ANI MIASTO, ANI WIEŚ
Gdy je mijasz to przyciskasz gaz
Bo cóż może dziś obchodzić nas
Miasteczko?
Przez lusterko czasem zerkniesz w tył
Gdy pokrywa je już drogi pył
Jak wieczko
I zostaje w tyle gdzieś
Wyspa wśród morza zbóż
Gdzie wypada oddać cześć
Tym, co padli nucąc pieśń
Mocno sterani już
Wódeczką
Małe sprawy, które jakby znasz
Mały ratusz, a w nim pełni straż
Biureczko
By przed światem im nie było wstyd
Ktoś się martwi o miasteczka byt
Ktoś z teczką
Czasem zjawi się wśród snów
Europa - szkoda słów
Ten egzotyczny gość łzę się otrze - bywaj zdrów!
Kiczowato zajdzie znów
Bardziej czerwone coś
Słoneczko
Więc gdy się przez te miasteczka gna
Czasem w głowie się zapali ża. . . . .
róweczka:
Nie lekceważ tych ni wsi, ni miast
Bo w nich jest każdego z nas
Cząsteczka
Jan Wołek
Każdy ma swoje miasteczko. Wielu z nas wywodzi się z malutkich miasteczek lub wiosek przycupniętych nad spokojnymi wodami jezior i rzek.
I chociaż Mała Dziewczynka urodziła się i do tej pory żyje w dużym mieście, to także ma swoje miasteczko.
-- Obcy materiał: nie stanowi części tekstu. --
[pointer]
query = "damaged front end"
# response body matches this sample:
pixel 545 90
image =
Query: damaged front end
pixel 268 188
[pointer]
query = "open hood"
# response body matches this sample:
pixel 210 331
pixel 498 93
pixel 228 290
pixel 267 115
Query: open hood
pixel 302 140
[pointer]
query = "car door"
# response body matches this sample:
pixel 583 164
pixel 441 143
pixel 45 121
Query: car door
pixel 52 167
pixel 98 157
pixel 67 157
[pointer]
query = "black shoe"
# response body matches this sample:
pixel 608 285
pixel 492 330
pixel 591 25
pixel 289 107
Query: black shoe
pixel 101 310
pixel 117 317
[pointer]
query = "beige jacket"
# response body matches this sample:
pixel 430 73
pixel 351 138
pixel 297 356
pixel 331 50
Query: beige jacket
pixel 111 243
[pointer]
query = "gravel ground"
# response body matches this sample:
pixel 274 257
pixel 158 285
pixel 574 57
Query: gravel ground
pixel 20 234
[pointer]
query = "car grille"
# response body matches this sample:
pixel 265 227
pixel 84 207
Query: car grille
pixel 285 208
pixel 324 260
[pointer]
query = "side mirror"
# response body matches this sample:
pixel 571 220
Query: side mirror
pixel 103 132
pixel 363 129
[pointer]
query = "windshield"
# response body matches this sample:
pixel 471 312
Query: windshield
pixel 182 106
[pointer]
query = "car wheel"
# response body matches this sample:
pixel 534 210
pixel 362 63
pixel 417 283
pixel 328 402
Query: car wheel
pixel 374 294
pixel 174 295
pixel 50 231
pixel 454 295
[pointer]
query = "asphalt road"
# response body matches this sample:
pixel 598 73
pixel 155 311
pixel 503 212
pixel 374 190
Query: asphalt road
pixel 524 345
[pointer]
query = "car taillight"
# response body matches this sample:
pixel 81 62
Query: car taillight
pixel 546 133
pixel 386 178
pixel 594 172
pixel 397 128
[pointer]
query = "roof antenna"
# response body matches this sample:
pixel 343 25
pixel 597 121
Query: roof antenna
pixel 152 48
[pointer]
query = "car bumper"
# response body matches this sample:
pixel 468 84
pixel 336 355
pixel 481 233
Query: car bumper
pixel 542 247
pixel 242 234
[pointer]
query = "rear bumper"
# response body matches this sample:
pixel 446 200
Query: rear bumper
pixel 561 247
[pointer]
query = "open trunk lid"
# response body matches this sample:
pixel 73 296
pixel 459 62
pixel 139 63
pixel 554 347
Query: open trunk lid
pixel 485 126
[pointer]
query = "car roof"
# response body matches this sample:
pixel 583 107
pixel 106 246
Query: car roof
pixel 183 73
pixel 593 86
Przecież wszystkie wakacje spędzała kiedyś w świecie, który była w stanie sama do końca zobaczyć i przejść. To było dla niej naturalne. To było miasteczko, gdzie praktycznie nikt nie zamykał drzwi na kilka zamków, a sąsiedzi odwiedzali się bez wcześniejszej zapowiedzi. Zawsze mieli czas na kawę lub herbatkę i nie dawali się zwariować pędzącemu czasowi. Sąsiadki Babci Małej Dziewczynki często już z podwórza wołały, że niosą ciasto i proszą o nastawienie wody na kawę.
Teraz z perspektywy lat Małej Dziewczynce wydaje się, że za mało ceniła to spokojne życie w małym miasteczku.
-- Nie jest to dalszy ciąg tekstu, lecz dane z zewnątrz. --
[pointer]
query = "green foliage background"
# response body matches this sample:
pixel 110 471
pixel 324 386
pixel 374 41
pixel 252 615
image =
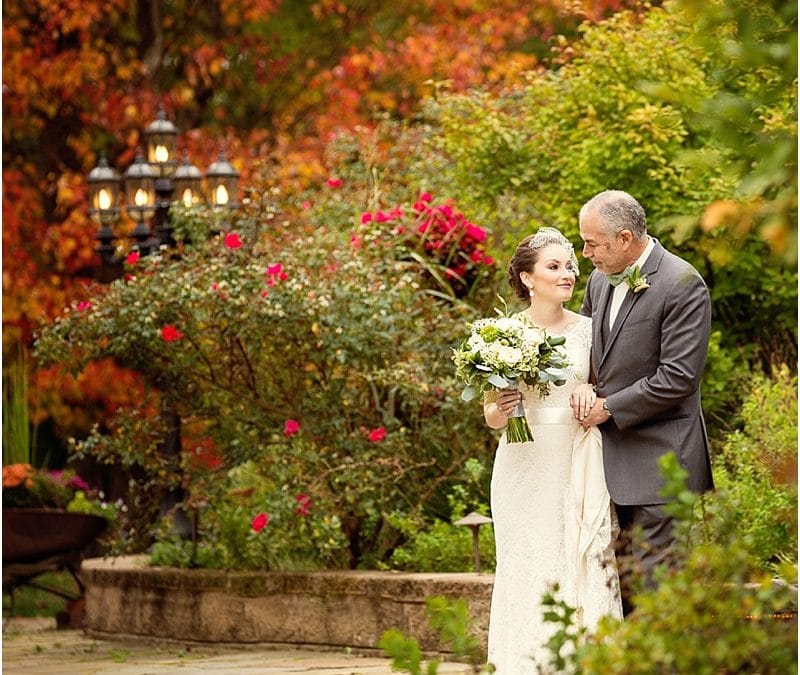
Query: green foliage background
pixel 359 335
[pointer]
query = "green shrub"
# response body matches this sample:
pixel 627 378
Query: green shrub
pixel 757 469
pixel 246 333
pixel 713 613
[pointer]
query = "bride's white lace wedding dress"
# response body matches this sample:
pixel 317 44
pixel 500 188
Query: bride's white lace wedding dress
pixel 552 523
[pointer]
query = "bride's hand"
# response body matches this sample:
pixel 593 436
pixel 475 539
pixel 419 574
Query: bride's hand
pixel 507 400
pixel 581 400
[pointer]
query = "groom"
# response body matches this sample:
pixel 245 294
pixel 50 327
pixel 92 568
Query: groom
pixel 650 320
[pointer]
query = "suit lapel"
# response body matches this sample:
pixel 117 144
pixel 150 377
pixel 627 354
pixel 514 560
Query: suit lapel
pixel 603 303
pixel 649 269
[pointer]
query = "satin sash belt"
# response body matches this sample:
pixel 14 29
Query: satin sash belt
pixel 551 416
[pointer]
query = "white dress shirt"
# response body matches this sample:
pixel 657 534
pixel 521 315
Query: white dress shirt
pixel 622 289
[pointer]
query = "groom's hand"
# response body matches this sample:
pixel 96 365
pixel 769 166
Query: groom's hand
pixel 596 416
pixel 581 401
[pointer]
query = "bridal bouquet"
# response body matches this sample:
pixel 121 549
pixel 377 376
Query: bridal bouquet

Mieszkaniec dużego miasta, a zwłaszcza metropolii, gdzie rodzi się i wychowuje, nie jest w stanie w całości zobaczyć swojego świata. Nigdy, no chyba, że bardzo się uprze i poświęci na to całe swój czas. A jak człowiek wie, gdzie się świat kończy, to jest on dla niego bezpieczny, nie przeraża.
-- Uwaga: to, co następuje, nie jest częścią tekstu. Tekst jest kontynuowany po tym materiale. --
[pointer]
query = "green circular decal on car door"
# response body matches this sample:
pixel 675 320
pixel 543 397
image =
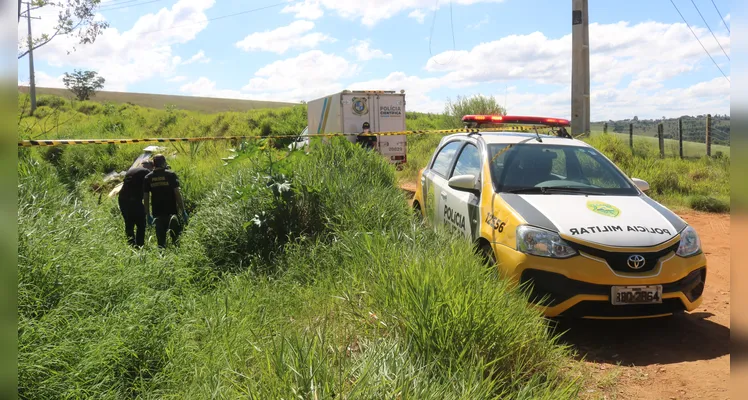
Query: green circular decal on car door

Miasto jest niesamowicie anonimowe. Można przeżyć całe lata, nie poznając go w całości i nie spotykając swojego sąsiada, znajomego.... To nieraz ma swój plus, ale jednak czasem przeszkadza. Dziadek Małej Dziewczynki idąc przez swoje miasteczko co chwila słyszał pozdrowienia. Mała Dziewczynka pamięta, jak bardzo fascynowało ją to, że wszyscy znają jej Dziadka. Do dzisiaj myśli o tym z dumą. W mieście, w którym mieszka od urodzenia jest to niemożliwe. Ale czasem taka anonimowość jest bardzo wygodna.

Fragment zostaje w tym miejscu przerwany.